La loterie de la green card cristallise tellement d’espoirs que certains y ont vu l’opportunité de faire des affaires. Le formulaire est simple à remplir, seuls des renseignements concernant l’état civil sont demandés. L’inscription, qui, pour la quatrième année consécutive, doit obligatoirement se faire par Internet, est gratuite, précise le site officiel du département d’État américain. Et, est-il ajouté, l’administration ne répond pas des conseillers en cartes vertes et autres intermédiaires qui aident à remplir le formulaire moyennant finance (voir encadré p. 35). De même, aucune réponse ne sera envoyée par courriel. Il ne faut donc surtout pas tenir compte des courriers électroniques vous annonçant que vous êtes parmi les heureux élus et vous demandant de mettre la main au portefeuille pour entamer la procédure Quant à ceux qui trichent, en envoyant par exemple deux candidatures, ils en seront pour leurs frais : la machine détecte les doublons et annule tout bonnement la procédure. En réalité, ce ne sont pas 55 000 mais plus de 80 000 candidats qui, chaque année, entre mai et juillet, reçoivent un courrier leur annonçant la bonne nouvelle. Mais les services d’immigration savent d’expérience que près de 25 000 d’entre eux seront disqualifiés – pour avoir menti sur leur bac par exemple – ou se désisteront. Le magazine américain The New Yorker rapporte l’exemple de Raúl, jeune Péruvien tiré au sort pour tenter sa chance chez l’oncle Sam. « Je ne sais pas pourquoi je pars », lance-t-il à son père à l’aéroport. Comme beaucoup d’autres, le jeune homme ne parle pas anglais et ne connaît personne aux États-Unis. Mais il a essayé, car, dit-on, « l’Amérique est un eldorado ». Une telle aubaine ne se refuse pas… Il lui a tout de même fallu débourser l’équivalent de 400 euros pour diverses formalités entre le moment où il a reçu la lettre tant attendue et le jour où il a embarqué dans l’avion.

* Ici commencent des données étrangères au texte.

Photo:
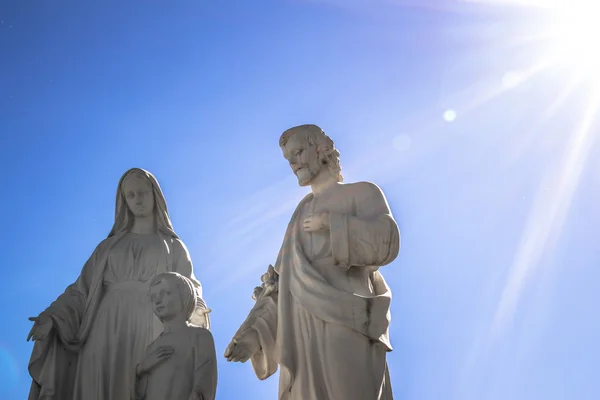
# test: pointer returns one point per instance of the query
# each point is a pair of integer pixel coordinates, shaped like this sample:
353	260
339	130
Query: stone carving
181	363
322	312
89	341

Aux États-Unis, le système ne fait pas l’unanimité. Il « menace la sécurité intérieure ! » peut-on lire sur la page Internet du député républicain Bob Goodlatte, pourfendeur de la loterie devant l’Éternel. Entre autres arguments, il cite le cas de Mohamed Hedayed : en 2002, cet Égyptien – qui a effectivement été tiré au sort – mitraille deux personnes au comptoir de la compagnie israélienne El Al, à l’aéroport de Los Angeles. De dangereux terroristes peuvent se cacher sur cette liste confiée aux bons soins de la providence, en déduit l’élu, un rien paranoïaque. Une telle loi encourage les clandestins à rester sur le sol américain dans l’attente de remporter la loterie, arguent d’autres voix. Plus sérieusement, il est effectivement difficile de soutenir que 55 000 immigrants, sur un total de 1 million de cartes de résident permanent délivrées chaque année (soit 5,5 %), puissent rétablir l’équilibre entre nationalités.